Over time, herbalists have also figured out when, where and how to harvest herbs. Because these are natural products, this knowledge is of utmost importance to ensure the greatest therapeutic benefit. It has been found that the potency of individual herbs can vary significantly depending on specific geographical location and climate in which it is grown. Likewise, the timing of harvesting is paramount depending on whether you are using the flower, the seed, the root, the leaves, the fruit, etc. to ensure that the highest level of active ingredients are captured. Substantial research has been conducted to figure out at what point of the harvest the highest quality of active ingredients are present. Fortunately, these findings now allow many of these herbs to be cultivated in environments similar to their natural habitat to produce the same high quality of those found in the wild.
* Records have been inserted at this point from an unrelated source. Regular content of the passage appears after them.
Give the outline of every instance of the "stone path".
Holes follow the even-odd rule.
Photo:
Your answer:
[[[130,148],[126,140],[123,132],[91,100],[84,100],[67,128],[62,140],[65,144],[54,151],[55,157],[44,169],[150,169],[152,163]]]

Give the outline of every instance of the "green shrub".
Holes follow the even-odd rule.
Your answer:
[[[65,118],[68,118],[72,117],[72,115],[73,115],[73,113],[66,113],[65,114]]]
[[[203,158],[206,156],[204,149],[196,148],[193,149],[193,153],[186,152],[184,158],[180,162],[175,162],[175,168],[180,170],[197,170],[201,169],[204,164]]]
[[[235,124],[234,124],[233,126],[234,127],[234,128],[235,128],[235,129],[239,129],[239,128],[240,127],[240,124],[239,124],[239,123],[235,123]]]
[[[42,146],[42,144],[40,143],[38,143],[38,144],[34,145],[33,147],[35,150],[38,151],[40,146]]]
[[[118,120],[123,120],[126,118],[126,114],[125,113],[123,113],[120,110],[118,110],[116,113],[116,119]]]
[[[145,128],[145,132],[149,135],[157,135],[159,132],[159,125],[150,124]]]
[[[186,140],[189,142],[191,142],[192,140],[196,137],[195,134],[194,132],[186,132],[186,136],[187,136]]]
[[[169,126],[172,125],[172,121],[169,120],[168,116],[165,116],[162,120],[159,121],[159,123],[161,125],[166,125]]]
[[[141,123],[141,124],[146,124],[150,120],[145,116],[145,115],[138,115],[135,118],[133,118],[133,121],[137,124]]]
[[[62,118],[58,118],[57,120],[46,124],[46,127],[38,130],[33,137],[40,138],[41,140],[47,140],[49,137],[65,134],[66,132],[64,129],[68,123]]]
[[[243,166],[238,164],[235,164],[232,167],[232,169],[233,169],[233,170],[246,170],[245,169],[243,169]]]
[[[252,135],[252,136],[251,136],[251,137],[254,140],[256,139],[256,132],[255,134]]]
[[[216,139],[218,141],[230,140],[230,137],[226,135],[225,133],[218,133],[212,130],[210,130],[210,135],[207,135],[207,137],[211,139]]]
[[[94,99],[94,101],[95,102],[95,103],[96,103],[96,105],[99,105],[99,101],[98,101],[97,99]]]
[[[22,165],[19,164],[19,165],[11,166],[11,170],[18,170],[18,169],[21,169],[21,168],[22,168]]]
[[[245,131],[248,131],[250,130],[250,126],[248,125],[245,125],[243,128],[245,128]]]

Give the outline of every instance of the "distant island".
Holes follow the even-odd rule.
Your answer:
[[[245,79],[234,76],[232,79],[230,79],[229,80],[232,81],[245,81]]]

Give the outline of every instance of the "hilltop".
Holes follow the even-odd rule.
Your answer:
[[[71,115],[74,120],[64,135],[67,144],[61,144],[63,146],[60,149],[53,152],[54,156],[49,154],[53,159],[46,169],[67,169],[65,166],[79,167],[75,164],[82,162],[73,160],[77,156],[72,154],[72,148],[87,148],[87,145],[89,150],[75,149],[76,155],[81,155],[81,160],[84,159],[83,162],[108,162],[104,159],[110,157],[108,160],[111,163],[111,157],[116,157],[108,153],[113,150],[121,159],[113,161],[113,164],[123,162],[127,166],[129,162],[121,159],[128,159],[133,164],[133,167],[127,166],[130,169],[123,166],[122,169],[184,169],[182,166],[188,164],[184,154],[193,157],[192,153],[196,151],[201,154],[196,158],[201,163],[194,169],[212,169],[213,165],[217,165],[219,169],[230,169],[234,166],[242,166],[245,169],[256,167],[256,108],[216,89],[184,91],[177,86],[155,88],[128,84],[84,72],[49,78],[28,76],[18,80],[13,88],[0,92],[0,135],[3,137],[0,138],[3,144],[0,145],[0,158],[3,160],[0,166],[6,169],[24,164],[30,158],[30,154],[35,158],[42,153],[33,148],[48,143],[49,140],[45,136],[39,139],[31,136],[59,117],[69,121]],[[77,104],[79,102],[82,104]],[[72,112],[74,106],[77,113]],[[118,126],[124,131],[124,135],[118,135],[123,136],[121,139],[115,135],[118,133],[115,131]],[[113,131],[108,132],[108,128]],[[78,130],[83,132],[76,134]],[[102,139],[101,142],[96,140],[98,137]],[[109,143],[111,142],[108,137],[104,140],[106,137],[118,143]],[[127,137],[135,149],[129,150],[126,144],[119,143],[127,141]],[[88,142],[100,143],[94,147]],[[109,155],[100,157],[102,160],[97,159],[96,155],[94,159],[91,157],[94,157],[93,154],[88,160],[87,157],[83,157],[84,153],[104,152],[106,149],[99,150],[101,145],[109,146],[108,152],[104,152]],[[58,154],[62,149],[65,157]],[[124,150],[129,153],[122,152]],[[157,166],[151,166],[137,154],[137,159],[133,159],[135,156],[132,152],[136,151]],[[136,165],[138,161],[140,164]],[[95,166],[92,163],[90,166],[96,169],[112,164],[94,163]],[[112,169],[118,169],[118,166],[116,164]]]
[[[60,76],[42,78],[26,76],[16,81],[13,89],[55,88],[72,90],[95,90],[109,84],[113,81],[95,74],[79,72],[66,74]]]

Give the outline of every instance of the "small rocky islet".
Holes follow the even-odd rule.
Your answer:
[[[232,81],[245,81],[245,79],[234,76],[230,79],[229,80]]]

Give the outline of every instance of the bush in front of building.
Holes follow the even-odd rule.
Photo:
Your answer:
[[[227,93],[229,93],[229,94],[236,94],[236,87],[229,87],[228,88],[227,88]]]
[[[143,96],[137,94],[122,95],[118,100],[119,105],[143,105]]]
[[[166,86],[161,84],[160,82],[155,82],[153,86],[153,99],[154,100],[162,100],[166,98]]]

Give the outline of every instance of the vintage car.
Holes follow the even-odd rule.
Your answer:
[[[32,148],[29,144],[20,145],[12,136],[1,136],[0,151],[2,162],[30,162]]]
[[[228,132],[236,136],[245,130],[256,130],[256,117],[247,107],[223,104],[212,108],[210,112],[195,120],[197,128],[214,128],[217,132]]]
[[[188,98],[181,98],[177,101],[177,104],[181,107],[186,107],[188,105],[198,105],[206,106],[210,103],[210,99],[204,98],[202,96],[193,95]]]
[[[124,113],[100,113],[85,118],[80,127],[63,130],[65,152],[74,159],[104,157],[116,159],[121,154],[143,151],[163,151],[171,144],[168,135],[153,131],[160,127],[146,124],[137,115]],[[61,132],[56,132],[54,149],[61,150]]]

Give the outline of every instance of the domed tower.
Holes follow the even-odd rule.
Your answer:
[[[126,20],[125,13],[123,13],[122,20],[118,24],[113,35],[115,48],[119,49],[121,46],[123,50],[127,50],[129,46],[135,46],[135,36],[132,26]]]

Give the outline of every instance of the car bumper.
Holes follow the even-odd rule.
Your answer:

This is important because the increased demand of Chinese herbs today has led to overharvesting and diminished supply.

With the increase knowledge of and accessibility to alternative medical modalities, it is not atypical for individuals to seek many paths to health. Therefore it is as important to know when not to use herbs as it is to know when to use herbs. Herbalists must always be aware of the cautions and contraindications based on patient presentation, other herbs being taken as well as what pharmaceuticals the patient is on. Blood-thinning, anti-platelet, diuretic, diabetic or anti-hypertensive medication provide the highest risk of potential interactions. This is not to say that herbs and pharmaceuticals cannot be used together. Rather, one needs to monitor these patients more carefully. Likewise, herbs contraindicated during pregnancy are well documented. In stating this, one must still remember that an inordinate amount of time has been spent perfecting the use of Chinese medicinal herbs and when in the hands of a knowledgeable herbalist, their use alone or in conjunction with other medications is quite safe as well as very effective.